C2RG: Parameter-efficient Adaptation of 3D Vision and Language Foundation Model for Coronary CTA Report Generation

Zhiyu Ye, Yue Sun, Wei Shi, Bang Yang, Shibin Wu, Hancong Wang, Cheng Xu, Hairong Zheng, Yining Wang, Tong Zhang

Published: 2024, Last Modified: 07 Apr 2025BIBM 2024EveryoneRevisionsBibTeXCC BY-SA 4.0

Abstract: Medical report generation (MRG) is a challenging yet highly demanding task in the application of multi-modal artificial intelligence in medicine. Typically, training an MRG model requires tens of thousands of labelled radiology images and reports datasets, which could be impractical for most clinical research groups.

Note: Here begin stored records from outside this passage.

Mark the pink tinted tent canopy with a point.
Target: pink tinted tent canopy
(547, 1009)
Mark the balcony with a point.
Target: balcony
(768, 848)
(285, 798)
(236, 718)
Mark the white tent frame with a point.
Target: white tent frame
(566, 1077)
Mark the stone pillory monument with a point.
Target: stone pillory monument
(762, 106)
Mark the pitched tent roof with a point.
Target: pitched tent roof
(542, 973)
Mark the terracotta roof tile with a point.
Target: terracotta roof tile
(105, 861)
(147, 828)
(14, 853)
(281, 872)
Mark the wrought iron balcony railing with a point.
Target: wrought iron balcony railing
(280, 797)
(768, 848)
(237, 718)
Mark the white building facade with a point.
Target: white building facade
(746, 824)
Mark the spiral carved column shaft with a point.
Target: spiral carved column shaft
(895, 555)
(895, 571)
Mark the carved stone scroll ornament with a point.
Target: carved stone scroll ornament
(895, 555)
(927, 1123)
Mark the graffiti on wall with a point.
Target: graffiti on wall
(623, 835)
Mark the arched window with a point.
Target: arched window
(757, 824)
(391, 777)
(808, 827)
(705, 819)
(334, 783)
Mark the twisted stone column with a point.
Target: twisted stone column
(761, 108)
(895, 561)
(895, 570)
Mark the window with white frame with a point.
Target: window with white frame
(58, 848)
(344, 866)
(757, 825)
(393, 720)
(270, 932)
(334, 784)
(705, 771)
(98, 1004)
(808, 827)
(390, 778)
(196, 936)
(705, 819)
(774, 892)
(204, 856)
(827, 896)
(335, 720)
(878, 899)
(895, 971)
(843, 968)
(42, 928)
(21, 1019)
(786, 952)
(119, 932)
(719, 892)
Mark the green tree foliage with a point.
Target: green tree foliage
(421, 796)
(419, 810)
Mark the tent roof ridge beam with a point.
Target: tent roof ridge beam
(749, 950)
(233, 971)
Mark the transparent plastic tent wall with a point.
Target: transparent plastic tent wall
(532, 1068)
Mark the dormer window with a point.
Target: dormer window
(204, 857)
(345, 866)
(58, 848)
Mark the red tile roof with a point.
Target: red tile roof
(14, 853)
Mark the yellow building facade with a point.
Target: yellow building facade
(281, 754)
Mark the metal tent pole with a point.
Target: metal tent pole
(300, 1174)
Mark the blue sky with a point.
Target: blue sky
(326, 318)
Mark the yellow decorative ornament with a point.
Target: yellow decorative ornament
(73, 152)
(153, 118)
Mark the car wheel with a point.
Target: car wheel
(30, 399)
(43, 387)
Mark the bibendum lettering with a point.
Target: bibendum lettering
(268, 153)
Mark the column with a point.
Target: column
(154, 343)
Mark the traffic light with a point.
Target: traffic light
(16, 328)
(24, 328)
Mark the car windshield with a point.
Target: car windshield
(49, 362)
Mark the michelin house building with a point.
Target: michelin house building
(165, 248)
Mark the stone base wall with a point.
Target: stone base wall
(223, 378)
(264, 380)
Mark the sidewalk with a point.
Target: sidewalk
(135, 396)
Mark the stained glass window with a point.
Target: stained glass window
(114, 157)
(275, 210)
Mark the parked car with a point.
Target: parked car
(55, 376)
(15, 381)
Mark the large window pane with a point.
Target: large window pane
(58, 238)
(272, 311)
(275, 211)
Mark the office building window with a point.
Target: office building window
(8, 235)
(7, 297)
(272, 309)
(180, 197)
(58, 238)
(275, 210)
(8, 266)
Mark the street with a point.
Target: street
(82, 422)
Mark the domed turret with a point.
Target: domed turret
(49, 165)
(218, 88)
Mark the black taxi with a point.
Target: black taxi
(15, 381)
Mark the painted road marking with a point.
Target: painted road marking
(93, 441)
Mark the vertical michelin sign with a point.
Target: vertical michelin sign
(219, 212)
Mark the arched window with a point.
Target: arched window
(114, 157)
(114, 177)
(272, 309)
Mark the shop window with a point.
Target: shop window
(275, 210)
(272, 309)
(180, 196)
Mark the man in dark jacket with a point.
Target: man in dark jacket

In this study, we present C2RG, a novel 3D vision and language foundation model tailored for Coronary Computed Tomography Angiography (CTA) Report Generation. Inspired by BLIP-2’s architecture, our method integrates a self-supervised pre-trained 3D cardiac vision model (ViT-B) and a general-purpose bilingual foundation model (ChatGLM-6B), with a lightweight querying Transformer (Q-Former). We also introduce a parallel high-resolution feature extractor module and a coronary calcification evaluation loss to simultaneously encode fine-grained 3D features and constrain the accuracy of report generation. We compared our model with six state-of-the-art MRG methods on a clinical dataset with 118 subjects, comprising 453 paired 3D CTA images and radiology reports. Experimental results with extensive ablations show the efficacy of our C2RG. Codes will be open-sourced after the conference.